Let that sink in. That’s not supposed to happen. And yet, it did. Really proving that anything is possible.

What’s Next

With SMX Next still on the table this season, Ryder’s not slowing down. He’s back racing and finished third at Birmingham. An insane turnaround from his injuries less than two months prior. He’s signed with MX101 in Canada and is aiming for a Canadian National title this summer. Loretta’s is back on the schedule. And if things line up, a few Pro Motocross rounds could be in play.
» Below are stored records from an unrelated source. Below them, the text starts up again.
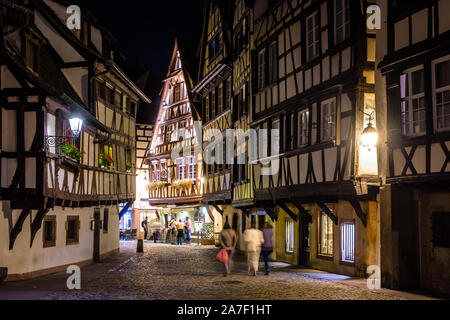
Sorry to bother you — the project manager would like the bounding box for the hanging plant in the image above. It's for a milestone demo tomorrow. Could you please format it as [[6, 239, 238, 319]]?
[[61, 142, 86, 161]]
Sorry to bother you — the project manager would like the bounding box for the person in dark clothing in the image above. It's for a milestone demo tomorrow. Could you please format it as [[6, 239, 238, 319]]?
[[141, 217, 148, 240], [219, 222, 238, 277]]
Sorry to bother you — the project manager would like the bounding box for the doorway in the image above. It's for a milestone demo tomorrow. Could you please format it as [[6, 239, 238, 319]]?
[[93, 209, 101, 262]]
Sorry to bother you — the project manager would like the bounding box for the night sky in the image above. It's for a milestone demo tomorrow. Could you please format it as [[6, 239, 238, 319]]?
[[71, 0, 204, 73]]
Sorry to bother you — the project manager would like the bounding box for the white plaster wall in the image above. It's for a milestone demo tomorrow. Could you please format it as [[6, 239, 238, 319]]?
[[0, 201, 119, 275]]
Not bad for a kid who didn’t even want to ride.

Clearing the Noise

Ryder also knows the perception. Connections to the sport can equal opportunity. But talk is cheap, the results are real. He’s been consistent. He’s earned his ride. He’s proven himself on track. And while having both his dad and stepdad involved could feel like pressure, it’s been the opposite. They’re aligned. They’re invested. And they’ve both wanted what’s best for Ryder. While many moto dads get a bad rap for being overbearing or all up in a team’s business, his dad broke the stereotype and earned his spot as the crew chief for ClubMX. 

You can try to downplay it. You can say he had advantages. You can try to explain it away. But you can’t ignore this: A kid who didn’t ride dirtbikes is now winning in stadiums in less time than it takes most riders just to figure out whoops.

That’s rare. That’s special. And crazy enough, it’s just getting started.